Imagine your local crag surrounded by a fence. Inside, the sport routes have been secured with fixed gear. The moderate routes have permanent toprope anchors, like the kind you’d find in a gym. There are changing rooms and a cafe-bar with hot espresso, cold beer, and overpriced pizza.
At the rental stand, a standard rack can be borrowed for $20 a day, complete with a guarantee that each piece has never been dropped, and inspected by an expert every evening. A short drive away, there are hotels with hot tubs to sooth sore muscles and a craft brewery for “après-climb” socializing.
In a sport where the difference between a developed and un-developed area can be the presence of an outhouse, it’s easy to dismiss the idea of climbing crags that look like ski resorts. But, with climbing’s popularity on the rise, could pay-access crags and climbing resorts be in the future? Maybe.
According to a report from the Physical Activity Council, more people than ever are climbing in North America. Participation is growing at an unprecedented rate. Of the 170,019 new climbers that took up the sport between 2007 and 2015, nearly 150,000 started in the last year.
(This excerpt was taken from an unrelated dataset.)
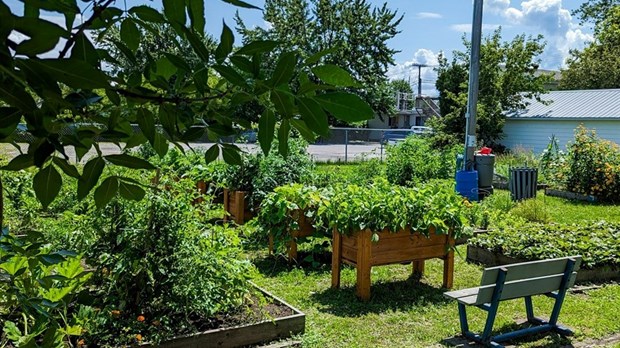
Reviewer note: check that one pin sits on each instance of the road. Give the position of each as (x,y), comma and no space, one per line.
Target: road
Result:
(320,153)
According to Climbing Business Journal, this growth is behind a booming indoor climbing industry. 40 new U.S. climbing gyms opened in 2015 alone, and at least 36 are expected to open in 2016. With this growth is coming money, big money. Described in Outside magazine as “investment offers [that] seem to be falling from the sky”, the bull climbing market is best exemplified by the nearly $49 million sale of New York’s Brooklyn Boulders to North Castle Partners, the fitness financiers behind names like Atkins and Jenny Craig.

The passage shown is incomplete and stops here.